The cast is game, if blandly appealing, and the only real acting in the film comes courtesy of veteran Watabe. The most notable thing about this Fujifilm ad that doubles as cinema is ultimately its lack of young adult conflict. Amnesiac's international school is a haven of progressive tolerance and ethnic and national harmony and its vision of expatriate education in Japan isn't worth much. It simply doesn't ring true (for any high school really) and for Hong Kong kids that have lived with international schools their whole lives it could be downright comedic. The yearbook at the core of the story is the size of a telephone directory.

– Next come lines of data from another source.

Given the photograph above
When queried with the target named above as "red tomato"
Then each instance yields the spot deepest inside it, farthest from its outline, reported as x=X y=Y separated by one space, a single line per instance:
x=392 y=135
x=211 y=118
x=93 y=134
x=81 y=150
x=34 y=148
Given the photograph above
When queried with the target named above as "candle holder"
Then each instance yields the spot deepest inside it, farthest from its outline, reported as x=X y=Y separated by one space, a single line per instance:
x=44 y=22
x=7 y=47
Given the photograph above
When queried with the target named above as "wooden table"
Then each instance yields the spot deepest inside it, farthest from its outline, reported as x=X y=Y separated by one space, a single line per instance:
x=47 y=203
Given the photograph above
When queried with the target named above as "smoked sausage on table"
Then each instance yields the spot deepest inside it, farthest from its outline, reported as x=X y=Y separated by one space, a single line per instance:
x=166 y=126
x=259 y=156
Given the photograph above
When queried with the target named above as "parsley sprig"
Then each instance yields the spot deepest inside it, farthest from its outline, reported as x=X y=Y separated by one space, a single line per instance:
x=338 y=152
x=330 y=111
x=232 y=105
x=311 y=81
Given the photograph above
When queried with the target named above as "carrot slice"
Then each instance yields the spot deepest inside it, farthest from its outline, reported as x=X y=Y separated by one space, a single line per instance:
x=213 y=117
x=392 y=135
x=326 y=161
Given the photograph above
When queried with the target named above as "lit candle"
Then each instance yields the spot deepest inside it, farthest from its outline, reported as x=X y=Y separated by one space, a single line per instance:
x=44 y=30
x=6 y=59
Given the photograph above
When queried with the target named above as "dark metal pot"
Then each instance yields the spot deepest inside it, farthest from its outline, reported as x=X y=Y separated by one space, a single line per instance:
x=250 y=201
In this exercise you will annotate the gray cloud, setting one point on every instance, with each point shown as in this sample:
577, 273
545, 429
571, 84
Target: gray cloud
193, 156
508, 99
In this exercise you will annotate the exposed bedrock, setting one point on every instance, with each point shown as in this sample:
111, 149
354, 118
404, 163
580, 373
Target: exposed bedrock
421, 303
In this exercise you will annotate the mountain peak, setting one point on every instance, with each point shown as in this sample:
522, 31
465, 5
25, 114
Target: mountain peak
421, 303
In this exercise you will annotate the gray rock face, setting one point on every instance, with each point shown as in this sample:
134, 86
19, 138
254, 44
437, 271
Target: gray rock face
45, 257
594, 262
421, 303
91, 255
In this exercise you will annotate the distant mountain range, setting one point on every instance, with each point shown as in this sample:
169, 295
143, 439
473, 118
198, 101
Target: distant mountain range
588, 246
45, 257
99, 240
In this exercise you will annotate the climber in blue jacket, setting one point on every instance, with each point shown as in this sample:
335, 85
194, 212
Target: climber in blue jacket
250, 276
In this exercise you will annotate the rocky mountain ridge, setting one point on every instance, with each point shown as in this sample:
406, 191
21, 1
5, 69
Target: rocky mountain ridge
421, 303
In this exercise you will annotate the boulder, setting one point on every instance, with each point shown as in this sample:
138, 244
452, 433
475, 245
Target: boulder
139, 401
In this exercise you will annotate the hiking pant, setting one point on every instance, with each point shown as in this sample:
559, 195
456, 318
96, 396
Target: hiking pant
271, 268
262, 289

Niggling details aside, Memoirs of a Teenage Amnesiac's biggest flaw is its lead. When Naomi discovers she has the opportunity to recreate herself in an image she truly wants, she chooses to be alternatively selfish, callous, or spineless depending on the situation; the message is lost when you want to take her over your knee and spank her. Naomi's final redemption feels less like she found satisfying closure and more like she got off the hook. Will it speak to its intended audience? Who knows, but if it doesn't you'll be sure to know about it on Twitter.
Memoirs of a Teenage Amnesiac opened in Hong Kong Thursday.